Michele Portlock is a mother of four children living in Parker, Colorado. She earned a bachelor’s degree in elementary education from Brigham Young University and worked as an elementary school teacher for two years before taking an extended sabbatical to raise her family. Michele recently completed a master’s degree in behavior therapy from Arizona State University where she developed skills which enable her to help others navigate the autism experience.

Michele has three neurodivergent children, and has spent countless hours researching and studying how to best provide necessary and adequate resources for her children. This learning sparked a desire in Michele to reach out and help other parents navigate the autism spectrum in a meaningful way. At church, Michele has served as a stake public affairs assistant director, in a Primary presidency and a Relief Society presidency, and as a teacher. She currently serves as the Relief Society president in her ward.

Highlights

3:45 What does spectrum mean in the world of autism?

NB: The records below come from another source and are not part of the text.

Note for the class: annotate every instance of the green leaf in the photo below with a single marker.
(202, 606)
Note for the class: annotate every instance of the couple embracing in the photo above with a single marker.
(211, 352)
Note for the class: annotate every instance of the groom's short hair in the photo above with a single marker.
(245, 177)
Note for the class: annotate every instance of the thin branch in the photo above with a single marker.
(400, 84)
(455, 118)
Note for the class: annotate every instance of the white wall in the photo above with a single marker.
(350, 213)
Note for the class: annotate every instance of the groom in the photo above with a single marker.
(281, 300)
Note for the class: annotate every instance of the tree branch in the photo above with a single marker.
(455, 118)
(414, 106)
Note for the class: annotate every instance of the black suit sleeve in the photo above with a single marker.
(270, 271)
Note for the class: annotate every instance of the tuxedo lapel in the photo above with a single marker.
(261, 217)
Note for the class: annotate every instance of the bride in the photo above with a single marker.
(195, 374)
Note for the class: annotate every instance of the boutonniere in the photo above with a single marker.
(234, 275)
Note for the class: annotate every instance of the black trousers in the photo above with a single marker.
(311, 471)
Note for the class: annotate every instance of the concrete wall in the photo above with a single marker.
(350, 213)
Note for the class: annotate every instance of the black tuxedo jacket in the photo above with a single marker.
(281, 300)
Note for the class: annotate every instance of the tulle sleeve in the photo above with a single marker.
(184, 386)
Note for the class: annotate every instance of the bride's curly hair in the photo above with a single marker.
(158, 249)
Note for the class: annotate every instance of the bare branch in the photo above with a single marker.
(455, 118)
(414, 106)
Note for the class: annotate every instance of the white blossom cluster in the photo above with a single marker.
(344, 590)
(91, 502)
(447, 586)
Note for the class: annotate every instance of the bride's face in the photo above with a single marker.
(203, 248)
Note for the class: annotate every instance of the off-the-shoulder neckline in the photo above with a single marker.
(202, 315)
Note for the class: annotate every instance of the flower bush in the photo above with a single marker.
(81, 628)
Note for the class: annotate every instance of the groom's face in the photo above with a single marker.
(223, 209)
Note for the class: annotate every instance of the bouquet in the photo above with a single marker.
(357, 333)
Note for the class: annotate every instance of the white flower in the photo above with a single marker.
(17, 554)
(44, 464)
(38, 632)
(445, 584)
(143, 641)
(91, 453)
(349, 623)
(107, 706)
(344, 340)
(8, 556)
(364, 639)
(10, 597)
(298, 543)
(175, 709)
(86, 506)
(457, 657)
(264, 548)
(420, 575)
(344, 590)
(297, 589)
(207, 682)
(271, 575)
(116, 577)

8:20 How can leaders help people that are autistic?

  • Take autism on an individual basis
  • Each autistic person has different needs

11:15 Autistic individuals don’t always pick up on social cues. They can be very direct and honest, which could make others feel uncomfortable.

13:00 Many but not all autistic individuals have alexithymia, which is the lack of awareness of emotions. It’s difficult to understand others’ emotions.

16:00 Autism can be an invisible disability

17:30 Michele gives advice to the parents of autistic children and explains how she involves the leaders or teachers of her children

22:15 Is autism genetic?

25:00 Leadership and autism

30:00 Would it be possible for an autistic individual to handle a big calling?

35:30 Autistic individuals take a more logical approach rather than an emotional or empathetic one. Sometimes they can come off cold or harsh but that’s just how they think. It’s not them trying to offend. Learning to communicate with these individuals is important.

42:15 Michele shares her experience as a Relief Society president. Her number one takeaway is that we won’t always connect with people but ministering is an opportunity to learn, love and listen.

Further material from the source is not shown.